鈴木の芸能界入りのきっかけは74年。TBSの夕方の帯バラエティー「ぎんざNOW!」の「素人コメディアン道場」で5週連続で勝ち抜き優勝したことだった。

「高校生の時はバスケットの推薦で入ったんですけど、面白いことが好きでね。『ぎんざNOW!』の前に、日本テレビの日曜に土居まさるさん司会でやっていた『TVジョッキー』に、ネタとかを書いて送っていたんです。返事来なくて、たまたま夕方に『ぎんざNOW!』を見て、面白いなと。関根(勤)さんが勝ち抜いた『素人コメディアン道場』の1週目を見ていて、はがきに面白いことを書いて送ったら『オーディションがあるから』って連絡が来た。小学校の高学年くらいから、担任のまねとか好きでしたね。定番の森進一さんの顔とか、ジャイアント馬場さんと。『ぎんざNOW!』では、関根さんが馬場さん。だから僕はアントニオ猪木さん。猪木さんのものまねの元祖でしたね(笑い)。あとは、みんな芸人の後輩なんで」。
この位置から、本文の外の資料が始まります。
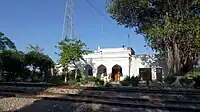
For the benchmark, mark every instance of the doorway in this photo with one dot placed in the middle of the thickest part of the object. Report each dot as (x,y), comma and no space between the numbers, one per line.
(116,73)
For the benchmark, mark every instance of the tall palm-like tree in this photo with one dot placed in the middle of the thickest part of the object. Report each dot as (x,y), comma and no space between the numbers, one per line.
(6,43)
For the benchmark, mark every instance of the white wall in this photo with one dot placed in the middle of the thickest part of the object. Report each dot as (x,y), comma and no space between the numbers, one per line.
(109,57)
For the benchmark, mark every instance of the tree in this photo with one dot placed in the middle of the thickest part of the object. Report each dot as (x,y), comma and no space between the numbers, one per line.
(12,64)
(6,43)
(71,51)
(39,63)
(171,27)
(34,48)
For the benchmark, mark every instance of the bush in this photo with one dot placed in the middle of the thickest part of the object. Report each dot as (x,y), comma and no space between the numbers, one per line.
(92,79)
(55,80)
(71,82)
(196,79)
(185,81)
(126,81)
(170,79)
(134,81)
(98,81)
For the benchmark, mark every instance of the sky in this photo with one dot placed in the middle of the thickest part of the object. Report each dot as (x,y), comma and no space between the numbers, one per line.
(40,22)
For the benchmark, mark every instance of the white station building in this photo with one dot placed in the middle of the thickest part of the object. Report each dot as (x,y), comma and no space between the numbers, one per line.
(106,62)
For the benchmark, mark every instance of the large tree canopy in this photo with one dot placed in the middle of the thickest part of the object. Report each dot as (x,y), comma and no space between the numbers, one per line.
(171,27)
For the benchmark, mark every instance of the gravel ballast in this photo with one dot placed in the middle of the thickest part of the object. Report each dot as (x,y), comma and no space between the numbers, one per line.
(33,105)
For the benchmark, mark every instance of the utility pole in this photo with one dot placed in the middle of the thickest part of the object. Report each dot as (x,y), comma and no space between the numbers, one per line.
(129,40)
(68,25)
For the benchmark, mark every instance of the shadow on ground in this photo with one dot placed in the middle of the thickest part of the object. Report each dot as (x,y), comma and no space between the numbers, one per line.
(63,106)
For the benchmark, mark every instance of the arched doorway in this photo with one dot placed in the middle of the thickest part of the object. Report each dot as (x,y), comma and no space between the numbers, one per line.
(88,71)
(101,70)
(116,70)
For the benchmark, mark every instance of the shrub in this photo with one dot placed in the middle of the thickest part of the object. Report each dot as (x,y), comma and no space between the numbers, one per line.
(126,81)
(55,80)
(98,81)
(71,82)
(185,81)
(170,79)
(196,79)
(134,81)
(92,79)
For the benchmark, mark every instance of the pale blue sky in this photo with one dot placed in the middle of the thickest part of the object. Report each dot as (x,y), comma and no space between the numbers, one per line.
(40,22)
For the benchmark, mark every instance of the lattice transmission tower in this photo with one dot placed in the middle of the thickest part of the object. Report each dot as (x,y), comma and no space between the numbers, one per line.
(68,25)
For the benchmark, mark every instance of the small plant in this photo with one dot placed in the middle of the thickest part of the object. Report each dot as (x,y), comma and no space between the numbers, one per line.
(126,81)
(185,81)
(170,79)
(92,79)
(55,80)
(98,81)
(134,81)
(196,78)
(71,82)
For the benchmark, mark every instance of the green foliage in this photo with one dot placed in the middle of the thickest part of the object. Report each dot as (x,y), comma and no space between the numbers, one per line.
(170,79)
(135,81)
(170,27)
(55,80)
(98,81)
(130,81)
(126,81)
(185,81)
(18,66)
(35,59)
(72,82)
(6,43)
(91,79)
(12,64)
(71,51)
(196,78)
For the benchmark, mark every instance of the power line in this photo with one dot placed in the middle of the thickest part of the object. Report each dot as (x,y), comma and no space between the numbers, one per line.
(98,11)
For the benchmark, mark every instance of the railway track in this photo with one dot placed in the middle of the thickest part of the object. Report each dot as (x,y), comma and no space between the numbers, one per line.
(127,90)
(189,106)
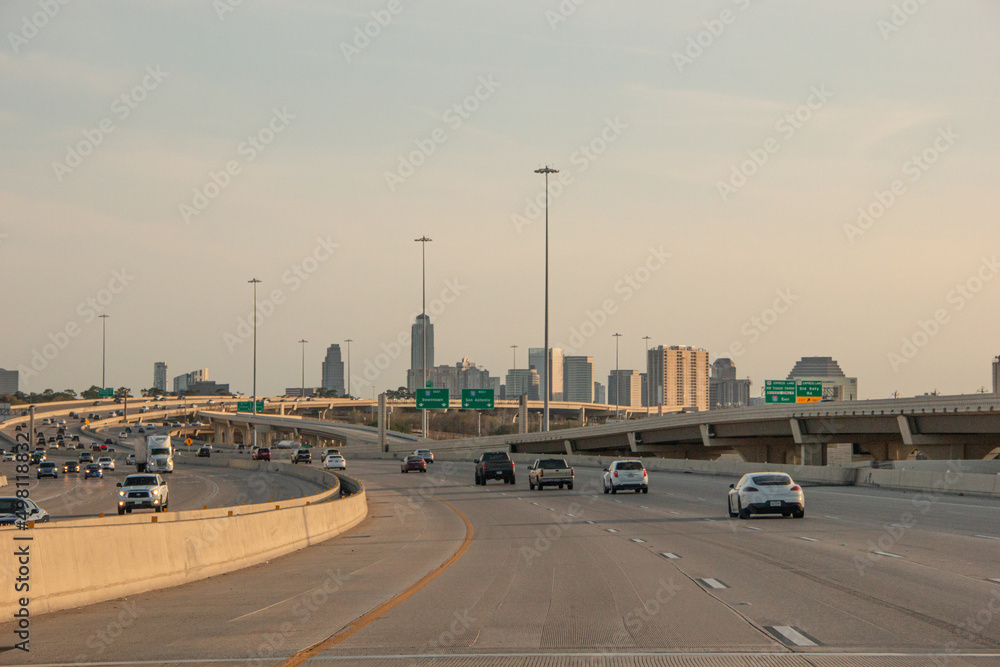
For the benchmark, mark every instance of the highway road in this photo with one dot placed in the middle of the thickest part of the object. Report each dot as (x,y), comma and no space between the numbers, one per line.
(556,577)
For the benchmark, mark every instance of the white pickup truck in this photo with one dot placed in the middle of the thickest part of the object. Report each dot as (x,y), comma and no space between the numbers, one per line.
(550,472)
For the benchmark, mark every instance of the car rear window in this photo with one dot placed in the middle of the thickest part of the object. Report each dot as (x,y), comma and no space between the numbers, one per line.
(772,480)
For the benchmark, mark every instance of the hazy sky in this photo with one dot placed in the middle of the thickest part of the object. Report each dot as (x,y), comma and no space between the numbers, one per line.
(714,157)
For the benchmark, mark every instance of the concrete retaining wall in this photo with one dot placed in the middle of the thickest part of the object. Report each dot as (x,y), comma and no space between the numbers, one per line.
(75,563)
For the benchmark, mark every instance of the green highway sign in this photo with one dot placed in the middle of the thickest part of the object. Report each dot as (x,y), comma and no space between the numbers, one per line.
(477,399)
(432,399)
(779,391)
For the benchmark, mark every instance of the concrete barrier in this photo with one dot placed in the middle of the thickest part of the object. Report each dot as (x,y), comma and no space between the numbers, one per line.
(75,563)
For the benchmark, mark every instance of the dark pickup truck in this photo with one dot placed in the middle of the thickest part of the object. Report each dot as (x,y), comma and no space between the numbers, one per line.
(494,465)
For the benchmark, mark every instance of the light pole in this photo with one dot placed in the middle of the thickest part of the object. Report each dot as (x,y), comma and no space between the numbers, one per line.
(302,394)
(548,370)
(104,345)
(423,240)
(617,376)
(253,315)
(649,396)
(349,341)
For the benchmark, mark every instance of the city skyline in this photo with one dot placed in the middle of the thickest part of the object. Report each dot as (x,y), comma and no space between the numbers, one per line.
(757,203)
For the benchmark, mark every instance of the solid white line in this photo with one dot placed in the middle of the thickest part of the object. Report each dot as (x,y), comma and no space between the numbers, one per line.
(794,636)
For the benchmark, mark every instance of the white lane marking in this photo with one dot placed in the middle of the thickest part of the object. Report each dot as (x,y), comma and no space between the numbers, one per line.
(793,635)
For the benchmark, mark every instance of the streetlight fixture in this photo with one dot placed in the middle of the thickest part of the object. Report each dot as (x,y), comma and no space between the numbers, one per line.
(618,385)
(254,282)
(104,346)
(548,370)
(349,341)
(649,393)
(423,241)
(302,393)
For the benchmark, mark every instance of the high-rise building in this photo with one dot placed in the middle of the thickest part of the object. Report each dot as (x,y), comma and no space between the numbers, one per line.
(678,376)
(333,371)
(8,382)
(578,379)
(523,381)
(836,385)
(724,389)
(625,388)
(536,360)
(415,378)
(181,382)
(160,375)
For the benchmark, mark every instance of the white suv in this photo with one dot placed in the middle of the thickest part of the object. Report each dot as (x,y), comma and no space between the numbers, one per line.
(625,475)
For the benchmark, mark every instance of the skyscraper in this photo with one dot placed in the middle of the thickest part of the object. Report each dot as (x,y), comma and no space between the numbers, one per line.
(333,370)
(160,375)
(416,377)
(578,379)
(678,376)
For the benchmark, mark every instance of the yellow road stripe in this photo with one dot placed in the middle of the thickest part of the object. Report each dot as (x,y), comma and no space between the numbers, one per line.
(379,611)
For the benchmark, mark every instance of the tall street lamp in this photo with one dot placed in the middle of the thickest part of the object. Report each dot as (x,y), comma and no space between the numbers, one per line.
(423,241)
(104,345)
(548,366)
(302,394)
(618,385)
(349,341)
(649,395)
(254,282)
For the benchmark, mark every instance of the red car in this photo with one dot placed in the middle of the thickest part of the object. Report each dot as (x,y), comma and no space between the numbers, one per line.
(413,462)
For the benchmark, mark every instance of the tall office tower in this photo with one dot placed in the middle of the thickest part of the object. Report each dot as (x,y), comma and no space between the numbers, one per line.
(625,388)
(578,379)
(678,376)
(415,378)
(160,375)
(536,356)
(523,381)
(724,389)
(333,371)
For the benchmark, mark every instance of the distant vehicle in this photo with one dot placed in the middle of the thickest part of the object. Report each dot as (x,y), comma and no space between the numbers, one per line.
(494,465)
(47,469)
(15,511)
(413,462)
(626,475)
(550,472)
(766,493)
(145,491)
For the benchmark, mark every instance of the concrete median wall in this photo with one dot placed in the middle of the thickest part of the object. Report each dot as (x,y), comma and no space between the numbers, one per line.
(76,563)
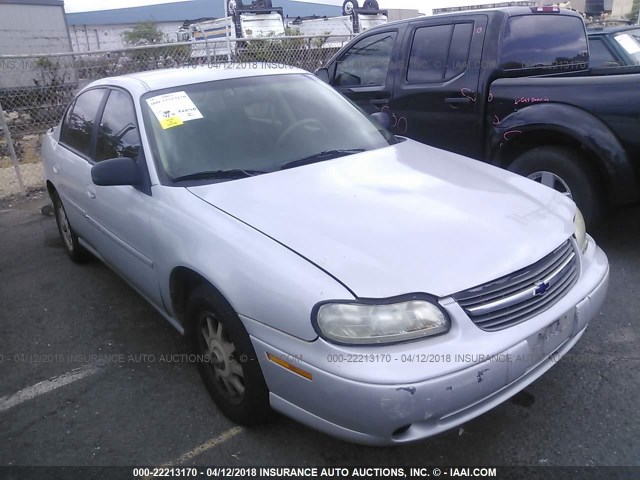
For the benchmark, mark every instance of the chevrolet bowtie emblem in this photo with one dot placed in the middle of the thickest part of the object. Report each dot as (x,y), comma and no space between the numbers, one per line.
(541,288)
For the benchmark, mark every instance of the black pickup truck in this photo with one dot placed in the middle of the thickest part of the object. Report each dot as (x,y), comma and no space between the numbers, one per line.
(509,86)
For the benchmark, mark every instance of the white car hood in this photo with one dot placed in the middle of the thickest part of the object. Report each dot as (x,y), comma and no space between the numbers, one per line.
(402,219)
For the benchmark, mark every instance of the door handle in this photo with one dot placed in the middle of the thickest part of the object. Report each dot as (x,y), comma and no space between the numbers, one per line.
(457,100)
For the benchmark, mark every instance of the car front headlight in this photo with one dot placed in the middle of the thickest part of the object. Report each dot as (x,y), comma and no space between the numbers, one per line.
(580,231)
(380,323)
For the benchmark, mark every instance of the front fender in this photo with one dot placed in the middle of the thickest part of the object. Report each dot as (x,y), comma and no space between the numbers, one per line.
(575,124)
(260,278)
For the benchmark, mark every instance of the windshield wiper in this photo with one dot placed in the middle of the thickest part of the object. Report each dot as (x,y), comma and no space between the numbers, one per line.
(220,174)
(321,157)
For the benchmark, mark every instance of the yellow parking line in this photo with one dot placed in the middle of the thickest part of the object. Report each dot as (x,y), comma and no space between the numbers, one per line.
(213,443)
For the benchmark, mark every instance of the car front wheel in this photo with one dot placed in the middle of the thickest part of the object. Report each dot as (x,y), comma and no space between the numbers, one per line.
(226,359)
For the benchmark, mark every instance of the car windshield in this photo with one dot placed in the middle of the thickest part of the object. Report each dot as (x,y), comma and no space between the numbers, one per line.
(630,41)
(229,129)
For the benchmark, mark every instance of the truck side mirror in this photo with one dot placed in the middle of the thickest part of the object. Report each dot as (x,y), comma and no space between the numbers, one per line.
(323,74)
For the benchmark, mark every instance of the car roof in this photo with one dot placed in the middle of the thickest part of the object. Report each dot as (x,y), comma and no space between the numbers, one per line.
(143,82)
(505,11)
(613,29)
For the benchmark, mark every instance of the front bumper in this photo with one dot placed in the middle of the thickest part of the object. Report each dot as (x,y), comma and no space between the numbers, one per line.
(397,394)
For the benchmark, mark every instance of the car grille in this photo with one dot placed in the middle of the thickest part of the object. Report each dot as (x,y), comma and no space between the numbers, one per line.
(520,296)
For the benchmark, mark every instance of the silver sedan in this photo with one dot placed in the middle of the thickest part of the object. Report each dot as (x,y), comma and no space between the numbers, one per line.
(369,286)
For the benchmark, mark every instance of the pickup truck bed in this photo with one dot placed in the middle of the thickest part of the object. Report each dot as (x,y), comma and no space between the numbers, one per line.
(509,86)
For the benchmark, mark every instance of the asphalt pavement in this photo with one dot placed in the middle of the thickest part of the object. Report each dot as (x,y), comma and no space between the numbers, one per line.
(91,375)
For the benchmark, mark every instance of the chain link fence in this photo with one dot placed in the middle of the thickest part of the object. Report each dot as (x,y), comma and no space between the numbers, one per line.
(35,90)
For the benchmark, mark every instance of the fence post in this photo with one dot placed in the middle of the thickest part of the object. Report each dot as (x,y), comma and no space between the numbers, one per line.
(206,46)
(12,151)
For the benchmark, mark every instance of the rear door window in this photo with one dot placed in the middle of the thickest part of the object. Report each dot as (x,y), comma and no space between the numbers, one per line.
(439,53)
(533,42)
(599,54)
(118,131)
(78,127)
(367,62)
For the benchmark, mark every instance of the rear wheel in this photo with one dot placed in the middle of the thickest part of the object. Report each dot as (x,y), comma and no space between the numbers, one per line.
(76,252)
(348,6)
(561,169)
(227,361)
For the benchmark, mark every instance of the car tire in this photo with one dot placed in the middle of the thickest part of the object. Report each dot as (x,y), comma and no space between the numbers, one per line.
(563,170)
(371,5)
(72,246)
(226,360)
(348,6)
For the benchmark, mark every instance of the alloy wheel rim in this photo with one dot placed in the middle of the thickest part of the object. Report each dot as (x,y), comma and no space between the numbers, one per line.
(222,361)
(65,229)
(551,180)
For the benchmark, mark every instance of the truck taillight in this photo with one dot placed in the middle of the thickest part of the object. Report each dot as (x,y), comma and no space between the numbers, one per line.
(548,9)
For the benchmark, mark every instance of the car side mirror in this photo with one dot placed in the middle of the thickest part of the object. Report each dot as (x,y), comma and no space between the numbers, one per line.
(116,171)
(323,74)
(383,119)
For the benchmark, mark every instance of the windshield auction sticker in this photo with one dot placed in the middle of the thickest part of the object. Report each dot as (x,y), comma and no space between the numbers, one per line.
(629,44)
(173,109)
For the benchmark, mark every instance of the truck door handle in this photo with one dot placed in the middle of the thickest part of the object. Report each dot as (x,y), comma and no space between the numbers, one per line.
(457,100)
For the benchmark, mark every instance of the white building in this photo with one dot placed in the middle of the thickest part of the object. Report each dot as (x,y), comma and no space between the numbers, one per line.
(89,38)
(29,27)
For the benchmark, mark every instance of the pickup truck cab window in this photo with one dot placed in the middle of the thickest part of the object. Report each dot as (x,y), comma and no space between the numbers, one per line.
(561,44)
(118,132)
(78,127)
(439,52)
(367,62)
(600,56)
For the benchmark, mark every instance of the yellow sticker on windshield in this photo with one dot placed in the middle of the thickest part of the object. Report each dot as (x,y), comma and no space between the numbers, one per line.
(171,122)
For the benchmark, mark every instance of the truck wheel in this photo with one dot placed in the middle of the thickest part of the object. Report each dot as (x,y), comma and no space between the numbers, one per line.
(561,169)
(348,6)
(227,362)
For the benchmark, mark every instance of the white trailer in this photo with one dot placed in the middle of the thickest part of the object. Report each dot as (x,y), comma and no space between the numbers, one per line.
(209,38)
(337,30)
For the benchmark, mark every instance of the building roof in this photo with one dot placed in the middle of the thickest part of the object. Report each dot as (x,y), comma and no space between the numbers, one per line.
(54,3)
(179,11)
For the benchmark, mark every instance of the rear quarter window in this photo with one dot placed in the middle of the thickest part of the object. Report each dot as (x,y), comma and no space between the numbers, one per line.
(533,42)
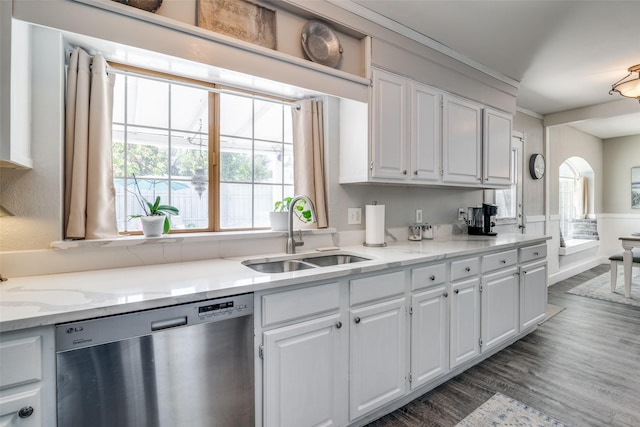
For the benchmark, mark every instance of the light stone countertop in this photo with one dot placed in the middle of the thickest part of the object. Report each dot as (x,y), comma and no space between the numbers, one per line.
(56,298)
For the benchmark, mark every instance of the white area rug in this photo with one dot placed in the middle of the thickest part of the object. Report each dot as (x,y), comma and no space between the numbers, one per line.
(599,288)
(501,410)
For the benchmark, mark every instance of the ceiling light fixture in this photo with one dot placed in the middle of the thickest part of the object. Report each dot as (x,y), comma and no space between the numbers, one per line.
(628,88)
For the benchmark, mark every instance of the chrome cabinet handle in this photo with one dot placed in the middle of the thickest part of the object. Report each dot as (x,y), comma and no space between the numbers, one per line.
(25,412)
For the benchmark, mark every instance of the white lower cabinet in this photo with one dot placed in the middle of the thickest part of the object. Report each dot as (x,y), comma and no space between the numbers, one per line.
(27,378)
(533,294)
(464,331)
(429,335)
(499,308)
(378,355)
(305,378)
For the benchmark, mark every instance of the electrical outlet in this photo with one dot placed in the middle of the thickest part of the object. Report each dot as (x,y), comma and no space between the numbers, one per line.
(460,214)
(354,216)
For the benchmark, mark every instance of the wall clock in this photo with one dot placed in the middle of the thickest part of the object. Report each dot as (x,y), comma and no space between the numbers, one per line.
(537,166)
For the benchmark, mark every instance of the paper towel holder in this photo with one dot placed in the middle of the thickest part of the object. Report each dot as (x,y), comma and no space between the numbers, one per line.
(375,245)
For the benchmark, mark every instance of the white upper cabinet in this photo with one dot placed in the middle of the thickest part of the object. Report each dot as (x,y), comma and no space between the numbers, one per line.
(497,147)
(425,133)
(390,125)
(423,136)
(462,143)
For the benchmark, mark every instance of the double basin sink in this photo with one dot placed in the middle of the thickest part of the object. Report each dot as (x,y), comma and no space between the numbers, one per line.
(302,262)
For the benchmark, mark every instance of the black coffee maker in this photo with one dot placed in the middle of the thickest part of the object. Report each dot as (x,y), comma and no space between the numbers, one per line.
(480,220)
(488,212)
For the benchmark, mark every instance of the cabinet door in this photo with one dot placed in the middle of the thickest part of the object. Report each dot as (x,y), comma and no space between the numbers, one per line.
(305,377)
(464,321)
(21,409)
(461,142)
(378,356)
(429,335)
(425,133)
(497,148)
(390,126)
(499,309)
(533,294)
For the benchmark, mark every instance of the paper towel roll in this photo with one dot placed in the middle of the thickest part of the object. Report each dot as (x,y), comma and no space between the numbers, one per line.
(374,225)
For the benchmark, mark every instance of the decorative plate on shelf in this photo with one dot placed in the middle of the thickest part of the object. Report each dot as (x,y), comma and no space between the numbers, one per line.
(148,5)
(321,44)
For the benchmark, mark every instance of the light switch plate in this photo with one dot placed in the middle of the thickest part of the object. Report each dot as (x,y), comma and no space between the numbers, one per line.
(354,216)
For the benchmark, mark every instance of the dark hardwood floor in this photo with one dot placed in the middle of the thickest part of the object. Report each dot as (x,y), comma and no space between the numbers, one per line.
(581,366)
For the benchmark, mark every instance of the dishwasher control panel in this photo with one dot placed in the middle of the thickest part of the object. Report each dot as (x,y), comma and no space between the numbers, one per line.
(86,333)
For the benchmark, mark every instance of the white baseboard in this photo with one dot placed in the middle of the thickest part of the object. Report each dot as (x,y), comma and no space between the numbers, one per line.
(576,268)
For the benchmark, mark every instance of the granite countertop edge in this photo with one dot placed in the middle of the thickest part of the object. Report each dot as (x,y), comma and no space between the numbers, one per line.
(34,301)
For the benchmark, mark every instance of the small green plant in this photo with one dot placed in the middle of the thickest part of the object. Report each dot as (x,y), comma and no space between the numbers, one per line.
(284,205)
(155,208)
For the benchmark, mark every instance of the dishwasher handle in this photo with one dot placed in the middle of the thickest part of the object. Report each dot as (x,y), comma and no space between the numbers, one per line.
(170,323)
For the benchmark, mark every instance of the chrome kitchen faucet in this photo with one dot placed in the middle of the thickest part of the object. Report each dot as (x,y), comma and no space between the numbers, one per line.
(291,242)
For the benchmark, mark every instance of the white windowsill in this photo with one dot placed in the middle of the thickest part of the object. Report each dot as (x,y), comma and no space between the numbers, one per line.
(180,238)
(574,246)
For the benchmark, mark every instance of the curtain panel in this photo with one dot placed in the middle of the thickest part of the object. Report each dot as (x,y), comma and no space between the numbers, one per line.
(89,194)
(308,152)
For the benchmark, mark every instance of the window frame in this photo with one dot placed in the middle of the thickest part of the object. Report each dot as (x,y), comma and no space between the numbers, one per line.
(213,136)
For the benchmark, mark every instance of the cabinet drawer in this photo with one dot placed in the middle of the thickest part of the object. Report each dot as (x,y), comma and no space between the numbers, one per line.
(499,260)
(465,268)
(533,252)
(300,303)
(376,287)
(21,361)
(423,277)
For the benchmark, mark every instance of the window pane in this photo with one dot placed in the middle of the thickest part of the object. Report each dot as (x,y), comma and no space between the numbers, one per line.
(189,109)
(236,115)
(147,152)
(288,164)
(118,99)
(236,164)
(268,162)
(147,102)
(268,118)
(236,205)
(288,127)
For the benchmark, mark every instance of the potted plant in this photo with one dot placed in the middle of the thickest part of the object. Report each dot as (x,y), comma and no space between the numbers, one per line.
(155,221)
(280,213)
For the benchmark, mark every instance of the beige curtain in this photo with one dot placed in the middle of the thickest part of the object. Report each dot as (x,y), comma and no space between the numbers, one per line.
(582,198)
(89,194)
(308,152)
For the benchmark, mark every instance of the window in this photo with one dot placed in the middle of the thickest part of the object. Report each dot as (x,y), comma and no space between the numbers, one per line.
(222,159)
(568,179)
(507,199)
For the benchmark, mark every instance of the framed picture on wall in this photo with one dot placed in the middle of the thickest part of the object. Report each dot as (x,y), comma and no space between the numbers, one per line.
(635,187)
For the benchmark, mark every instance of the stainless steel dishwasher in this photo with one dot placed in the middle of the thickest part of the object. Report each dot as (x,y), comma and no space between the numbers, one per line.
(184,365)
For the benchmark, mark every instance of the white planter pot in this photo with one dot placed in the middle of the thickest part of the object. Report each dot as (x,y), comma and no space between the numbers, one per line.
(279,221)
(152,226)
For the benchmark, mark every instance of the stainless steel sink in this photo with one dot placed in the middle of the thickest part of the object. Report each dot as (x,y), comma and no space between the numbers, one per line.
(336,259)
(282,266)
(301,262)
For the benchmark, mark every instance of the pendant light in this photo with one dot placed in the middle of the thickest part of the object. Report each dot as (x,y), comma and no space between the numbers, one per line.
(628,88)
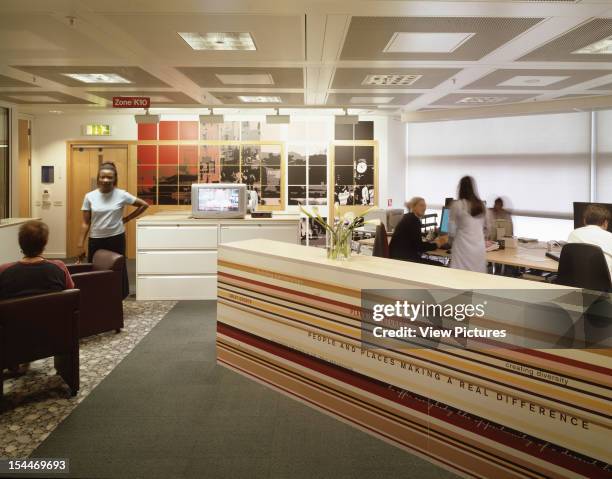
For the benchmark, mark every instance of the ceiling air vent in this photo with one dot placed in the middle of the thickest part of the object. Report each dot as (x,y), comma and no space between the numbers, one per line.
(394,80)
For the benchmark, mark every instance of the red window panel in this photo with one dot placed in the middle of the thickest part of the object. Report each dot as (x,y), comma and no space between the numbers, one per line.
(188,155)
(168,130)
(147,155)
(147,175)
(188,130)
(168,155)
(147,131)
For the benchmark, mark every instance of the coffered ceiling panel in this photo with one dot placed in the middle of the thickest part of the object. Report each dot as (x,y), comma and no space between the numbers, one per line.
(248,77)
(512,79)
(607,86)
(45,38)
(157,97)
(565,47)
(274,98)
(276,37)
(371,100)
(36,97)
(474,99)
(133,76)
(393,78)
(11,82)
(462,38)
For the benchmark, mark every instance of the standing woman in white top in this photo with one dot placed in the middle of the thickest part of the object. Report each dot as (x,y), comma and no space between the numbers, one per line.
(103,217)
(467,223)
おもしろくて人気者の鈴木末吉少年は、芸能界入りには興味がなかった。

「タレントになろうとは思っていなかった。参加賞にオリエント時計というのがあったんで。それほしさに参加して、あれよあれよで勝ち抜いた。ディレクターさんから『コメディアンになる気はないか』って聞かれて、1度断ったんです。しばらくして、2回目。また、断った。3回目くらいに『君の場合はニーズがある。1週目からはがきとかすごかった。君は、そういうのを持っている人なんだよ。やった方がいいと思うよ』って。それでおふくろに相談したら『好きなようにやればいいよ』って言われたんです。それでズルズルと(笑い)」。

76年に「素人コメディアン道場」の優勝者たちを集めてハンダースが結成された。所属事務所はナベプロ帝国と言われた、渡辺プロダクションだった。

「芸事は、ハンダースを組んでから習いました。渡辺プロダクションの中に映像企画っていう部署がありまして。組んでからドラムを習いに行ったり、芝居の稽古。当時のナベプロにはジュリー(沢田研二)さん、森進一さん、布施明さんのビッグスリーに、小柳ルミ子さんがいました。ジュリー、森さん、布施さんに五木(ひろし)さんを加えたビッグ4のうち3人がいたんですよね。お笑いグループがあんまりいなくて。クレージーキャッツ、ドリフターズの後釜にということだったんでしょうね」。

クレージーキャッツ、ドリフターズらの先輩は、もともとバンドマンだった。

「僕らは、テレビからというのが新しかったんでしょうね。師匠もいない。『ぎんざNOW!』の司会だった、せんだみつおさんが師匠っていうのもおかしいですよね(笑い)。音楽の方は後から、習いました。ものまね番組なんかでも、それまでは森進一さんのまねをするなら、森さんの曲でやっていたんです。うちらから、森さんのまねをを五木さんの曲でやるようになりました」。